1921 |
Un travail de Boukharine récapitulant les acquis du marxisme. Il servira de manuel de formation de base aux militants communistes durant les années de construction des sections de l'Internationale Communiste. |
La théorie du matérialisme historique
Supplément
Brèves remarques sur le problème de la théorie du matérialisme historique
Une des objections capitales élevées contre le matérialisme historique, est celle de l'essence soi-disant mystique, chez Marx, des forces productives, qui doivent, on ne sait pourquoi, se développer coûte que coûte. Il faut reconnaître que, dans leurs ouvrages, nombre de marxistes « exigent » ce développement. Mais Marx personnellement n'y est pour rien, car il a, à maintes reprises, signalé les cas de « destruction des deux classes en lutte » et, en même temps, de toute la société, partant, de ses forces productives. La question de savoir si la société est destinée à se développer ou à périr, ne peut être résolue de façon abstraite ni dans un sens ni dans l'autre. Elle ne peut l'être que sur la base d'une analyse concrète.
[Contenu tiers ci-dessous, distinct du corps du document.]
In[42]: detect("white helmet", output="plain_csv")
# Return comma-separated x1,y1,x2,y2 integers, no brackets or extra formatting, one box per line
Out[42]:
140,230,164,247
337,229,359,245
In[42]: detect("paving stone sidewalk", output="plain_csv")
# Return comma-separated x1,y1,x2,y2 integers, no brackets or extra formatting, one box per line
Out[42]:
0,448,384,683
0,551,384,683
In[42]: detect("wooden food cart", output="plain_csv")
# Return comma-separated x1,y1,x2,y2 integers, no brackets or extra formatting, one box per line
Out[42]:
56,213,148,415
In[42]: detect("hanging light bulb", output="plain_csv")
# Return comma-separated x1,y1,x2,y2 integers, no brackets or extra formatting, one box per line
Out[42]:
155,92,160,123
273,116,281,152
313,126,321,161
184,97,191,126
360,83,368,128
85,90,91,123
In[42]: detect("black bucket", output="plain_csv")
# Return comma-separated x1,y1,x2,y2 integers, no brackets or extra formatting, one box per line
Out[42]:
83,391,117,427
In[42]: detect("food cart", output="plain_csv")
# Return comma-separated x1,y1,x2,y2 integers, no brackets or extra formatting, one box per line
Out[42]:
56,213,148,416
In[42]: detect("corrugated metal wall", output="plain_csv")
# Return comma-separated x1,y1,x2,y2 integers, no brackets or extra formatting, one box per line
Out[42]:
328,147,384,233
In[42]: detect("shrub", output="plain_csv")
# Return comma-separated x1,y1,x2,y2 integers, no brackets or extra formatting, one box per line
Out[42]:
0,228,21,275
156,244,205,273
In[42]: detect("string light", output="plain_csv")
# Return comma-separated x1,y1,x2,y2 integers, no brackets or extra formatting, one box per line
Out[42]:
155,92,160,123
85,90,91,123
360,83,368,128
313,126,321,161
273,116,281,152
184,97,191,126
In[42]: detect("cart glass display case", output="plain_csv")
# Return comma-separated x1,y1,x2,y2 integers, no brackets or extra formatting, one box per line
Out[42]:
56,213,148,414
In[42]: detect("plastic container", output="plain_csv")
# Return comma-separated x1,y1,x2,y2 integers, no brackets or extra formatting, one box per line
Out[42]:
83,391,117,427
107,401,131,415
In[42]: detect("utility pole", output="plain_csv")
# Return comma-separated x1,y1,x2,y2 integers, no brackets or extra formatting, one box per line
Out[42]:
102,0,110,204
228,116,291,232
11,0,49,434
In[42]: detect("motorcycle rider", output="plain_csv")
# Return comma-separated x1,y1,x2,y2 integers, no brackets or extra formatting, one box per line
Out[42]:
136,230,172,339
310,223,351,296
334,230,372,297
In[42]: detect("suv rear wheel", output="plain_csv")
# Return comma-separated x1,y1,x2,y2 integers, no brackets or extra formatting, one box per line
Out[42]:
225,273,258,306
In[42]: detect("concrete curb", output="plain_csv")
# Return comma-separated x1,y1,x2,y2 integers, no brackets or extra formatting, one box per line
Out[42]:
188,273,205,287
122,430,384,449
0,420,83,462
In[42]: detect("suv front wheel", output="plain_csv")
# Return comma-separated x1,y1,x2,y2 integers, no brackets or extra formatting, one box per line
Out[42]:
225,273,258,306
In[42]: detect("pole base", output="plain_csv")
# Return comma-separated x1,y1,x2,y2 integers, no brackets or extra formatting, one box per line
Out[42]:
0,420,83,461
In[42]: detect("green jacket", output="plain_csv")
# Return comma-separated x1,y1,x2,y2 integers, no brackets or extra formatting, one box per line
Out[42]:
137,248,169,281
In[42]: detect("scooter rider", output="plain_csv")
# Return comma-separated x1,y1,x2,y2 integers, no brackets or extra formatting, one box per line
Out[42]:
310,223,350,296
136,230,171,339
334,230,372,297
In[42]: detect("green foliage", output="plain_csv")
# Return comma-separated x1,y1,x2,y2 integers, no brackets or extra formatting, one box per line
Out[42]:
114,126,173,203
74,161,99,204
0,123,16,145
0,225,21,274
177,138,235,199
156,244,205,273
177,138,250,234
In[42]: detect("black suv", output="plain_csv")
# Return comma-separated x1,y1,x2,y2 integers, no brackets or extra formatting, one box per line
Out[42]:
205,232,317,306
De même, il est démontré empiriquement que les périodes de transition, accompagnées de révolutions, sont liées à une décadence temporaire, plus ou moins prolongée, des forces productives.
Par conséquent, la formulation habituelle des bases théoriques du matérialisme historique qui débute par les mots : « La croissance des forces productives », est trop étroite, car elle n'embrasse ni les époques de décadence, ni les périodes transitoires révolutionnaires.
C'est pourquoi ici encore, en tant que théoricien, j'ai jugé devoir donner l'analyse de la loi de ces phénomènes qui ont joué et jouent un rôle important. Il était d'autant plus nécessaire de le faire, que, sans cette analyse, il est impossible de comprendre la période actuelle. J'ai donc caractérisé sociologiquement, avec précision et dans les cadres généraux de la théorie, ces périodes comme périodes de régression des forces productives sous l'influence des superstructures, avec limitation constante de ce phénomène par l'état antérieur des forces productives ; en d'autres termes, j'ai caractérisé la loi fondamentale de ces périodes comme le processus temporel de la réaction des superstructures (dans les cas de période transitoire jusqu'au moment où s'établit un équilibre social nouveau).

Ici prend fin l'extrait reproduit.